La patience des traces par Jeanne Benameur
L’écriture est belle, comme toujours avec Jeanne Benameur
« Le bol est tombé sans qu’il s’en rende compte. Il lui a échappé des mains. On peut jouer toute une vie sur quelque chose de brisé. Il en sait quelque chose. Il abaisse son regard sur la faïence bleue. Le bol a gardé en empreinte des traces plus sombres malgré les lavages. » Est-ce cet incident domestique qui conduira Simon à revenir sur ce qui lui échappe toujours, lui, le psychanalyste sur le point de partir en retraite ? De la pile d’agendas où sont notés tous les rendez-vous, il en retire un et l’ouvre ; il tombe sur un nom, Lucie F. ; cette femme a mis fin à ses rendez-vous sans explication. Sur une maladresse de sa part ? Simon ne sait pas, et n’arrive pas à l’oublier.

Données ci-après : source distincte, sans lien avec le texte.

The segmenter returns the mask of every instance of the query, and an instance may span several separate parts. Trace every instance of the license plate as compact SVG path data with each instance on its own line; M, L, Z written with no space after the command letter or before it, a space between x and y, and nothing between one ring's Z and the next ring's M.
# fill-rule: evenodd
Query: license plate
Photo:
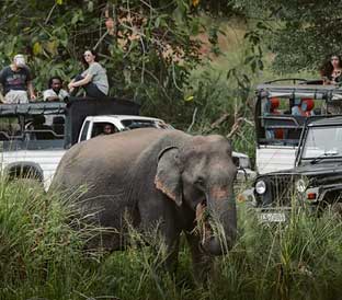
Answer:
M259 216L261 222L285 222L284 212L262 212Z

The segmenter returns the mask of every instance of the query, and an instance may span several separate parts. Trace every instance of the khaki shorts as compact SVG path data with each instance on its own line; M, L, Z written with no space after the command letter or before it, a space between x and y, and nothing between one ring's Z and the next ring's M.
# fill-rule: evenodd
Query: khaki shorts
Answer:
M9 104L29 103L27 92L11 90L4 95L4 103Z

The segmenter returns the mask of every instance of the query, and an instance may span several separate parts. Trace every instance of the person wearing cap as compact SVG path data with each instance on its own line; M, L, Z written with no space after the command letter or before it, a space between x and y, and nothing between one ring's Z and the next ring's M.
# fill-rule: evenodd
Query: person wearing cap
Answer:
M4 103L29 103L35 100L32 74L23 55L15 55L10 66L0 71L0 83L4 94Z
M61 89L62 81L59 76L54 76L48 80L48 90L43 93L44 101L65 101L69 94Z

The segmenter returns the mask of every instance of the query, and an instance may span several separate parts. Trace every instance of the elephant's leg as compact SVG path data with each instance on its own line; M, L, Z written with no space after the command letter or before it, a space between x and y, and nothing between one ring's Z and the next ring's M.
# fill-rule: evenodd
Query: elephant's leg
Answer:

Simon vit seul, mène une vie rangée, ne voyage pas ; il aime l’océan tout proche. Maintenant, il décide de tout quitter. A sa demande, son ami Hervé lui prépare un voyage, sans date de retour. Ce sera le Japon. Il y a certes Kyoto, mais « pour le complet dépaysement, je t’ai trouvé autre chose. Les îles Yaeyama. Une végétation subtropicale et des traditions respectées. » Et une maison d’hôtes bien particulière tenue par le couple Itô. Akiko est collectionneuse de tissus anciens ; elle a fait des études de lettres à la Sorbonne en son temps. Daisuke, lui, redonne vie à des objets cassés : « Il n’est pas un grand parleur, mais vous verrez, cette maison est imprégnée de sa présence ». Leur jardin est luxuriant. Dans cet environnement incroyable, il découvre des gens passionnants.
Il a choisi d’être celui à qui on s’arrime pour pouvoir aller au plus profond
Écouter les autres, c’est son métier. « Tant d’années de sa vie à écouter le mystère de toute vie. A s’en approcher. Tant d’années pour accepter qu’au fond de toute clarté, l’opaque subsiste. C’est le plus difficile. » S’approcher au plus près mais en restant sur le bord. Il a choisi d’être celui à qui on s’arrime pour pouvoir aller au plus profond.
Aujourd’hui il se dit que ça lui a bien évité d’y aller. Aujourd’hui, seul, il a la sensation de s’aventurer vraiment. La peur est là, bien sûr, il la sent. Il écrit sur lui dans son carnet désormais, il va s’écouter le temps qu’il faudra.
Simon comprend qu’il est venu sur cette île à la rencontre de son propre silence
Le livre de Jeanne Benameur met en miroir le bol cassé, le travail de son hôte japonais, les tissus de collection, cette femme qui brusquement a cessé de le consulter et lui-même, Simon, qui refusait jusque-là de regarder en lui les traces d’un passé qui ne passe pas ; le silence du cabinet d’analyste et cet autre silence qui habite cette maison : Simon comprend qu’il est venu sur cette île à la rencontre de son propre silence. Le voilà avec ses amitiés d’adolescence, son amour vite rompu avec Louise, la mort dramatique de Mathieu leur ami commun ; « la mémoire est une bête coriace et elle est là, dans son corps. » Malgré un mauvais choix, ces amours demeurent là, presque indemnes ; comme si le bol brisé pouvait être réparé. Daisuke lui en raconte les différentes étapes, « toutes aussi minutieuses les unes que les autres. Un processus long et patient. Coller les bords séparés. Retirer ce qui de la colle est en trop. Poncer. Puis le trait fin de laque. Et la poudre d’or. Entre chaque étape, le patient séchage. » Un fil d’or pour ne pas oublier la brisure !
Et il y a Lucie F. Elle a su reconnaître que c’est Simon qui l’a fait avancer, alors que lui ne le sait pas. Comme Jeanne Benameur l’auteure de ce livre, nous ne savons pas ce que produisent chez les autres nos paroles, nos écrits et nos gestes. Il se peut que nos paroles aident tel ou tel à vivre et nous n’en savons rien. Et c’est bien ainsi. En retour, nous avons le droit de demander de l’aide, d’être vulnérable. Dans la tradition chrétienne, c’est en parlant à d’autres que l’on trouve son chemin et avec lui, la fécondité de nos engagements.